Monday, 14 December 2015
Poster Hall (Moscone South)
R Scott Anderson1, Peter J Fawcett2, Erik Thorson Brown3, Josef Peter Werne4, Gonzalo Jimenez-Moreno5, Jaime L Toney6 and Dylan Garcia2, (1)Northern Arizona University, Flagstaff, AZ, United States, (2)University of New Mexico Main Campus, Albuquerque, NM, United States, (3)Large Lakes Observatory, Duluth, MN, United States, (4)University of Pittsburgh Pittsburgh Campus, Department of Geology & Planetary Science, Pittsburgh, PA, United States, (5)University of Granada, Granada, Spain, (6)University of Glasgow, Glasgow, United Kingdom
Long continuous lake sediment cores provide enormous potential for interpreting climate change. In the American Southwest, long records are revolutionizing our understanding of megadroughts, which have occurred in the past and will most certainly occur in the future with rapidly changing climate.

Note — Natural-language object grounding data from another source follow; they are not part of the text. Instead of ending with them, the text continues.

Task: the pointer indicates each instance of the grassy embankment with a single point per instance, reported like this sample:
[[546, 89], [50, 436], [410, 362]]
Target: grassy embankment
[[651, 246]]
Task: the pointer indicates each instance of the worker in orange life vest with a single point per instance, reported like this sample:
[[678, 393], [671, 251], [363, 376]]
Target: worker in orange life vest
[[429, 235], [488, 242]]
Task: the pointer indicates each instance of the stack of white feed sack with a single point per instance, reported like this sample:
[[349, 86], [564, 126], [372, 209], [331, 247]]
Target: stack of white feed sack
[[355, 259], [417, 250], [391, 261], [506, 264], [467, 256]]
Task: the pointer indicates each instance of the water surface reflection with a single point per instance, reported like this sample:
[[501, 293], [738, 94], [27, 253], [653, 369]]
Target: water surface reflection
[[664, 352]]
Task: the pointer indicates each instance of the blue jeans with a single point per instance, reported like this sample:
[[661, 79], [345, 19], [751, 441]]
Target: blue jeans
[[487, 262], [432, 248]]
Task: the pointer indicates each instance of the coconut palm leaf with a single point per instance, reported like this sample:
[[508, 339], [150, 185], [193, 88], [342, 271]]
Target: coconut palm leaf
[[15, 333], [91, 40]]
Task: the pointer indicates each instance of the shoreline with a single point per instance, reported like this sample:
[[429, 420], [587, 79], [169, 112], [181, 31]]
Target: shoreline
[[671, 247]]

One site with the potential to study ancient megadroughts is Stoneman Lake, central Arizona, whose basin is a circular depression formed by a collapse in late Tertiary volcanics. The lake is spring fed, most recently alternating between a marsh and a lake, with water levels having fluctuated by > 3 meters over the last 25 years. Its small closed drainage basin (ca. 2.5 km2) with one small inflowing stream is key to the sensitivity of the record.

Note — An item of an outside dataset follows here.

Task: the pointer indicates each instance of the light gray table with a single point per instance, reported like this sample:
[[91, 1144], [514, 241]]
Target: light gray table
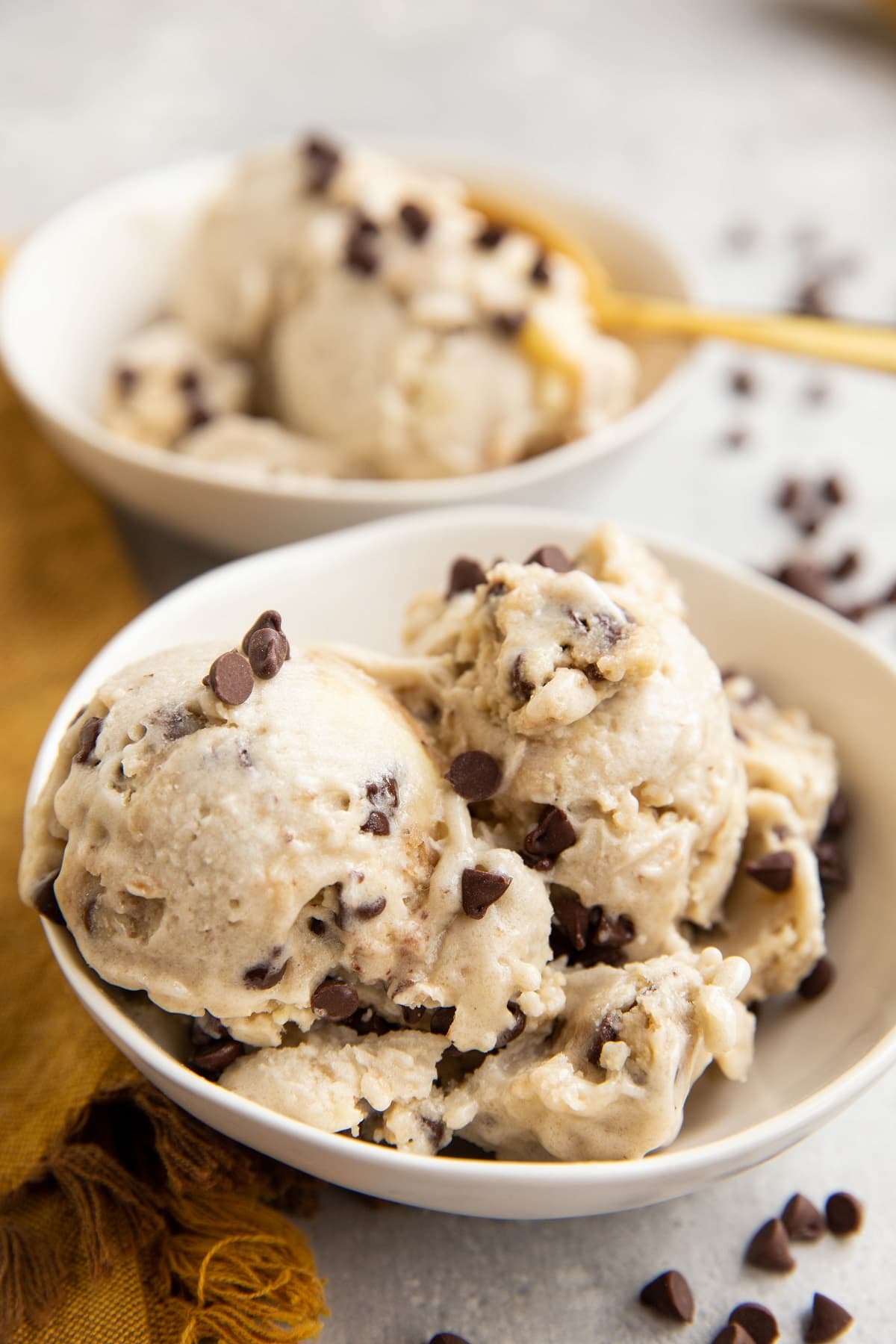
[[697, 114]]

Two parallel lacustrine sediment cores (70 m and 30 m deep) were recovered in October of 2014. Our preliminary chronology includes 8 AMS dates in the upper 7 m and two distinct tephras at 30.8 m depth and 36.3 m depth. Radiocarbon dates show a 2.7-m-thick Holocene section, and then a low Pleistocene SAR with an age of 11,000 cal yr B.P. at ~2.8 m to an age of 46,500 cal yr B.P. at 4.2 m depth. We estimate that the 70-m deep hole will provide a climate record back to ~1.3 million years ago. Of particular interest are the interglacials that serve as good analogs for future climate including MIS 11 and MIS 19.

Initial core description includes MS, bulk density and high-resolution images. Holocene sediments are characterized by massive, dark organic rich silty clays with no distinct lamination. Sediments from the Last Glacial Maximum are well-laminated, light brown silty clays with few organics present. The distinctive laminations probably represent a very deep lake and therefore a wet cold climate, also verified by pollen data. There are several repeated intervals of laminated sediments deeper in the core that may represent older glacial maxima.

Future work will include detailed pollen, plant macrofossil and charcoal analysis, scanning XRF, TOC and carbon isotopic analyses as well as compound specific carbon and hydrogen work.